300 hours of video are uploaded to YouTube every minute! Almost 5 billion videos are watched on YouTube every single day. This is one example of the pace of data growth and overall size of data is piling into zetta-bytes faster. Where am I going with this is relevance of rapid analysis of data measured in hours or days rather than the stereotypical months of traditional data mining. The result is an opportunity to derive meaningful insights to business with more emphasis on predictive analytics.
Predictive analytics is nothing new. Predictive analytics is a way to identify the probability of future outcomes based upon historical data. For example, from customer perspective, companies can predict a likely lifetime customer value or the probability of either loyalty or churn. Let us look at few use cases to examine the relevance and importance of predictive analytics in the world of enormous data.
A fashion retailer story: Predictive analytics helped in analyzing the campaign spends and predicting incremental campaign impact of spend. This helped the retailer in understanding where not to spend: Having a close look predictive analytics helps in understanding the relationship between customer segments and the marketing campaigns being interacted with. This retailer predicted the probability of a particular channel influencing online or offline purchases within specific customer segments, and while this was enormously useful in understanding how to spend budgets targeting more personalized digital campaigns, it was equally insightful into identifying spend that wasn’t contributing to incremental value. The power of predictive analytics came in determining, should the retailer pay for this ad, or will a sale happen organically through another channel or communication that might cost nothing or next to nothing? This allowed the marketing team to choose the right channels to most effectively and efficiently reach different groups of prospects and customers, and second, it provided the information required to personalize by sending the right content and message to the right segments at a very granular level.

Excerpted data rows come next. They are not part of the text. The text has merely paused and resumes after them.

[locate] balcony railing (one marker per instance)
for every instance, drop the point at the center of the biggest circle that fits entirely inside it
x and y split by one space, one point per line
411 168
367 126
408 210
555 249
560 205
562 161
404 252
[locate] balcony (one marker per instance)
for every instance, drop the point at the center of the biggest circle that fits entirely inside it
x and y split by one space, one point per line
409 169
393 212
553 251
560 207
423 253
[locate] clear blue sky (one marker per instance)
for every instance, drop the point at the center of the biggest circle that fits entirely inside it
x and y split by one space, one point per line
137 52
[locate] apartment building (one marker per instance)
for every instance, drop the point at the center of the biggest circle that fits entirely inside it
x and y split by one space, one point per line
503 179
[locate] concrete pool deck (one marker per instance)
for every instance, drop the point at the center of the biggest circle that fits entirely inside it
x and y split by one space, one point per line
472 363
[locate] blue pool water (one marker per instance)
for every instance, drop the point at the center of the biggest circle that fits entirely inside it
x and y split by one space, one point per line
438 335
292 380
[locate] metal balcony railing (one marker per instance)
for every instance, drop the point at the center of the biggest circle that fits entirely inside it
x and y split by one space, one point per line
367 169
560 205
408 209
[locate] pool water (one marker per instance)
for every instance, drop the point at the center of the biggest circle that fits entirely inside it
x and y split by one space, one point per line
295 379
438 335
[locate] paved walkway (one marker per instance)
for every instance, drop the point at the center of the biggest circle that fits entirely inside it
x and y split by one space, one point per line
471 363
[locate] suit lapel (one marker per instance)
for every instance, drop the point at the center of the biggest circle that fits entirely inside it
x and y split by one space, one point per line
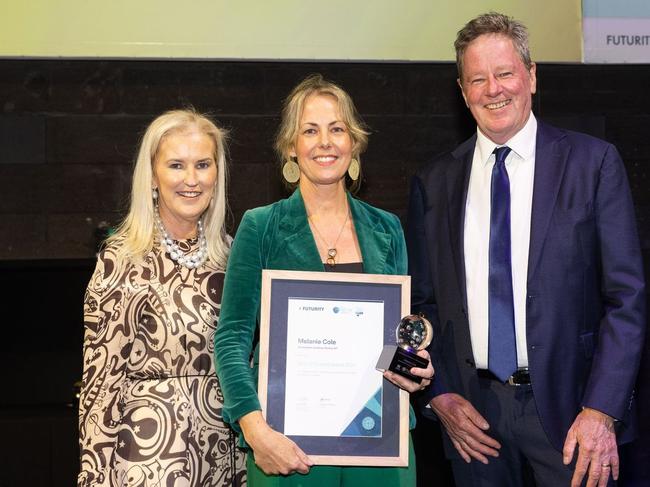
551 155
457 182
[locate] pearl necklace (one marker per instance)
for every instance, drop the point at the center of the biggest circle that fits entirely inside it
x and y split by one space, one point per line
191 261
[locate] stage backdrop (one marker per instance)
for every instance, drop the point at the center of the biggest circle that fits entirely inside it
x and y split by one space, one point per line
616 31
409 30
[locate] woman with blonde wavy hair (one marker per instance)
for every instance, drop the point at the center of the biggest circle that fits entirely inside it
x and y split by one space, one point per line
320 227
150 405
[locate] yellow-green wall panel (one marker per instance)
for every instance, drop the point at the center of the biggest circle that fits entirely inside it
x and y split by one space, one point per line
415 30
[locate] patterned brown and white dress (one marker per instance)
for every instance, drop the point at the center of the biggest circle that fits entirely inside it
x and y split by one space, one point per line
150 406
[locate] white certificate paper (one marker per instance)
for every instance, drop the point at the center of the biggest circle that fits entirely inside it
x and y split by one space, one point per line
332 387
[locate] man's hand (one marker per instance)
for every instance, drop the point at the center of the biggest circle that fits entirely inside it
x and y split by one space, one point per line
274 453
593 433
465 426
409 385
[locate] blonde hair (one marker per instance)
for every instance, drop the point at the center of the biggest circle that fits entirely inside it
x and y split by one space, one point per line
136 233
293 106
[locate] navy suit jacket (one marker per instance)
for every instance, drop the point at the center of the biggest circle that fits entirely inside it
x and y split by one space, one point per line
585 307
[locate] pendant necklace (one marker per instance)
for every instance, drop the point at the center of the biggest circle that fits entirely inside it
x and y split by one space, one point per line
331 249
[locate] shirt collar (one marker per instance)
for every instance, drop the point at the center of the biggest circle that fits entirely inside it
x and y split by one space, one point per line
522 143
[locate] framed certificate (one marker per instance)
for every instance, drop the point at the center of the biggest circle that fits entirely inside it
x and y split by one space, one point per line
321 334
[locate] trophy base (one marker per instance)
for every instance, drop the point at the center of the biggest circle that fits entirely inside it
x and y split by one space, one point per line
400 361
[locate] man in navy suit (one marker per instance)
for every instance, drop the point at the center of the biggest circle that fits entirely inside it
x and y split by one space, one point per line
524 254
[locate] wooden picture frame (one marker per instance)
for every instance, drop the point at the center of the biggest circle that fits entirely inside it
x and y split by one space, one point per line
319 332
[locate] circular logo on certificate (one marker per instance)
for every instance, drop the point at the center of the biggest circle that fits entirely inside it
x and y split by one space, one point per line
368 423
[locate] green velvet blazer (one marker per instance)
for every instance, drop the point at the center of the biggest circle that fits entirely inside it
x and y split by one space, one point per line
278 237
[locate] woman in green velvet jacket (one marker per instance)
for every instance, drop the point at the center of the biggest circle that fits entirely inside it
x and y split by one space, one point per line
320 227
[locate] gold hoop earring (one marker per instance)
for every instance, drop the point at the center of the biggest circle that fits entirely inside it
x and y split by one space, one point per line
291 171
353 169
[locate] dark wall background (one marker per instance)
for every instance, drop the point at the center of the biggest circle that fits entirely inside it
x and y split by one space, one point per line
68 134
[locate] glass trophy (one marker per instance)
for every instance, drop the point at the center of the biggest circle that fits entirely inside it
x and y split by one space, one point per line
413 333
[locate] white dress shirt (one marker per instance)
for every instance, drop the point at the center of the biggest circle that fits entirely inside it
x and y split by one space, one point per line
520 165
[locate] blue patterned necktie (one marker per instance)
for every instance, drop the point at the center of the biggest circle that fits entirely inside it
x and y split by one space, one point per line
502 348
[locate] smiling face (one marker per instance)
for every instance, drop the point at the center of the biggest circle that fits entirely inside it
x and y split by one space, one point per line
323 146
185 173
497 87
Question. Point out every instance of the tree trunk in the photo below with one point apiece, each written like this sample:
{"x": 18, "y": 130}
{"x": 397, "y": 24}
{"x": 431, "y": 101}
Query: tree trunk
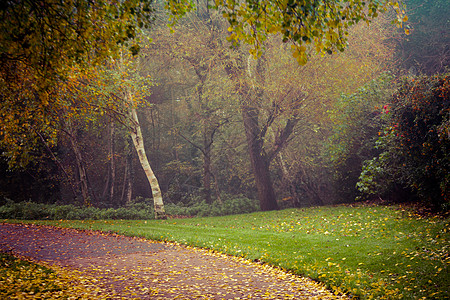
{"x": 207, "y": 168}
{"x": 111, "y": 177}
{"x": 288, "y": 182}
{"x": 136, "y": 136}
{"x": 82, "y": 173}
{"x": 259, "y": 161}
{"x": 127, "y": 188}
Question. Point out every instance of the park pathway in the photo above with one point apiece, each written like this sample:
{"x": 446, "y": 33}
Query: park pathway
{"x": 125, "y": 268}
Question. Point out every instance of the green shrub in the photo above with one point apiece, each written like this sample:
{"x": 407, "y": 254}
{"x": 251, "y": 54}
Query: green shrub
{"x": 415, "y": 145}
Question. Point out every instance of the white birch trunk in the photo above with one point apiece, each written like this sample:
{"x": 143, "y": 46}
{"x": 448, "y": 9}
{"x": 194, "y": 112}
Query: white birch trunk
{"x": 136, "y": 136}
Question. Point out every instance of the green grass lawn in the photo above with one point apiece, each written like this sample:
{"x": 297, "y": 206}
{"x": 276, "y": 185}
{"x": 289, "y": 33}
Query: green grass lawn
{"x": 365, "y": 251}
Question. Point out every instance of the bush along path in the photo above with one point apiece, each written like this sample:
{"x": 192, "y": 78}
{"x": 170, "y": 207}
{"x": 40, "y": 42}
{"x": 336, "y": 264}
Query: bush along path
{"x": 110, "y": 266}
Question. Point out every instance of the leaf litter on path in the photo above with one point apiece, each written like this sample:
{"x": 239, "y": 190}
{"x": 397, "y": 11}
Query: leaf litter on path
{"x": 115, "y": 267}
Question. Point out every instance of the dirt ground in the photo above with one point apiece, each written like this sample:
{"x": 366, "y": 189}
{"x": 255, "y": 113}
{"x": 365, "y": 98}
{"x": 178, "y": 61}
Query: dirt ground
{"x": 124, "y": 268}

Preventing hospital readmissions: Hospitals are turning to predictive analytics as they began to feel the financial pinch of high 30-day readmission rates. Real-time EHR data analytics helps hospitals cut readmissions by five to seven percent. This demonstrates how predictive analytics in real-time can analyze EMRs data to automatically identify and target patients at the highest risk of readmission early in their initial hospitalization when there is a lot that can be done to improve and coordinate their care, so they will do well when they leave the hospital. Notably, Kaiser Permanente has been working to refine its readmissions algorithms in order to better understand which returns to the hospital are preventable and which are not, a crucial distinction for value-based reimbursements.
Lifetime value analysis of a subscribers of communication service providers: CSPs are lately realizing that not all customers are the same. It is important for CSPs to assign a quantifiable dollar value to each customer, in order to prioritize various sets of customers. The Lifetime Value of a subscriber provides the predicted yield from each customer over the customer life. This helps CSP in offering high priority customers loyalty bonuses, preferential treatment through personalized service, better credit norms etc.
We are living in a world of data overloading. Predictive analytics can be a true human partner from elections to sporting events to the stock market on what the future will bring. Predictive analytics elevate human kind from an educated guess to data backed decision.